Atraviesas los diversos muros que actúan a modo de puerta. Entras y de repente, el calor de verano no hace acto de presencia, allí todo es frío, tranquilo, silencioso. Conforme avanzas por los pasillos una sensación de ambigüedad te abarca, intentas darle nombre a lo que sientes y, cuando lo haces, te das cuenta de que también podría ser su opuesto. Es terrible, bello, triste, alegre. Todo y nada a la vez.
Un pasillo se abre ante tus ojos y no parece lo que es. Visto de pasada, bien podría ser un patio de la judería, de los que en mayo están cubiertos de flores, tantas que apenas puedes ver la pared. La realidad es bien distinta cuando te adentras en el pasillo, que no es otro sino el que siempre buscas un domingo por la mañana. Las letras doradas brillan sobre la superficie de piedra gris, como diciéndote que llevabas mucho tiempo sin dejarte ver por allí. El momento se rompe cuando escuchas un profundo grito de dolor tres calles más abajo. "Un nuevo inquilino", piensas. Y lo intentas dejar ahí, aparcado, porque no quieres volver a recordar el día en el que tú viviste eso mismo. El peor fin de semana de tu vida, ese en el que viste a la mujer que te trajo al mundo más destrozada que nunca. Desde entonces, los sábados tienen otro color.
Limpias la lápida, colocas las nuevas flores. Te quedas frente a la piedra para mantener una conversación contigo mismo que sea escuchada por quien tienes enfrente.

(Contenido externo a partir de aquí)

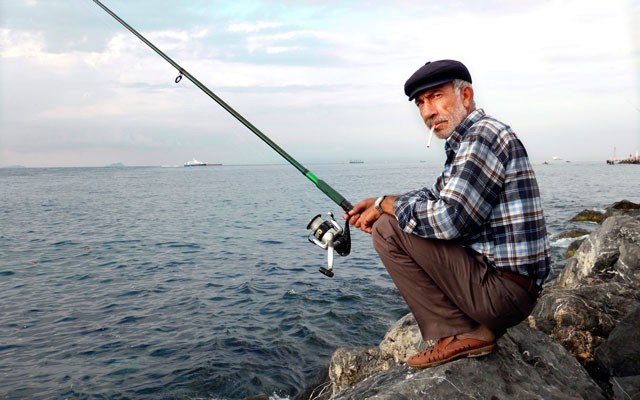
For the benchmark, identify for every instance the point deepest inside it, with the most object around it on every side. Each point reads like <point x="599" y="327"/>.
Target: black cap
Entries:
<point x="434" y="74"/>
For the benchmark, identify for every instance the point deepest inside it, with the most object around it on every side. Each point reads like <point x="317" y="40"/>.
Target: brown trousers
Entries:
<point x="448" y="291"/>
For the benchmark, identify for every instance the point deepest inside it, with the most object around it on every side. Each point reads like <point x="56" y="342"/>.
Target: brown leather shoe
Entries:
<point x="448" y="349"/>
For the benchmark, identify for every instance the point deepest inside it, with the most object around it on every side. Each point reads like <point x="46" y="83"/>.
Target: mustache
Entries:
<point x="431" y="121"/>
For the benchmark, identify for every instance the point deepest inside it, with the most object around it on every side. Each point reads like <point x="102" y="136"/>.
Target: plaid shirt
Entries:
<point x="487" y="199"/>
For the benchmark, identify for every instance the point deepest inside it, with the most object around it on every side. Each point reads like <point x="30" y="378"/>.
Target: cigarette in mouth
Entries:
<point x="430" y="136"/>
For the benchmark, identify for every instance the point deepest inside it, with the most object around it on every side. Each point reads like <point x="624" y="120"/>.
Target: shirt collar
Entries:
<point x="453" y="142"/>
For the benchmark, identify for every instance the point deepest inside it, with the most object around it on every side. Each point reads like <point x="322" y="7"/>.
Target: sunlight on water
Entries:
<point x="200" y="283"/>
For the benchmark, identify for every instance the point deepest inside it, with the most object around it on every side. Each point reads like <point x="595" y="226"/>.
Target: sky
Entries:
<point x="322" y="79"/>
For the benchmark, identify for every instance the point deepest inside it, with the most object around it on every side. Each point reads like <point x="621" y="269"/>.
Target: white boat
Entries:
<point x="195" y="163"/>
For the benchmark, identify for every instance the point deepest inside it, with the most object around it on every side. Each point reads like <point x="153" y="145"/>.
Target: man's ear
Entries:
<point x="467" y="96"/>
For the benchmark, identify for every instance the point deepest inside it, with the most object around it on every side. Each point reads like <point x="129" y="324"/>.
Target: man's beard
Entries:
<point x="455" y="118"/>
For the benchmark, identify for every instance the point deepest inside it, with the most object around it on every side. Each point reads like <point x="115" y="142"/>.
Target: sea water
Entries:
<point x="149" y="283"/>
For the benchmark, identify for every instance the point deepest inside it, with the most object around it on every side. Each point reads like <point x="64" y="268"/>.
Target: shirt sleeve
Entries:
<point x="462" y="198"/>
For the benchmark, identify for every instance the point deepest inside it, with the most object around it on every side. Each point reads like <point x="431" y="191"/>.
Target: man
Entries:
<point x="470" y="254"/>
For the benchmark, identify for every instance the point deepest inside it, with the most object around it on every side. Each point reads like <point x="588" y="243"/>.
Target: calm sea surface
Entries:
<point x="149" y="283"/>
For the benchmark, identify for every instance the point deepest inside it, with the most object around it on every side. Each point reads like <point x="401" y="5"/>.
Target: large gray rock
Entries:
<point x="619" y="357"/>
<point x="599" y="286"/>
<point x="351" y="365"/>
<point x="527" y="364"/>
<point x="582" y="310"/>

Siempre le cuentas lo mismo, que te arrepientes de no haber estado más con ella, de no conocerla mejor, de no enseñarle cómo eres, lo que quieres. Les hablas de aquellos que han salido de tu vida y de los que han ido entrando. Le pides que los mantenga a tu lado, que te ayude a hacerlo.
Ahora pides, haces y dices todo lo que en su día no quisiste. ¿Egoísta? ¿Interesado? Puede. Puede que algunos lo piensen pero ella sabe que no es así. Más vale tarde que nunca.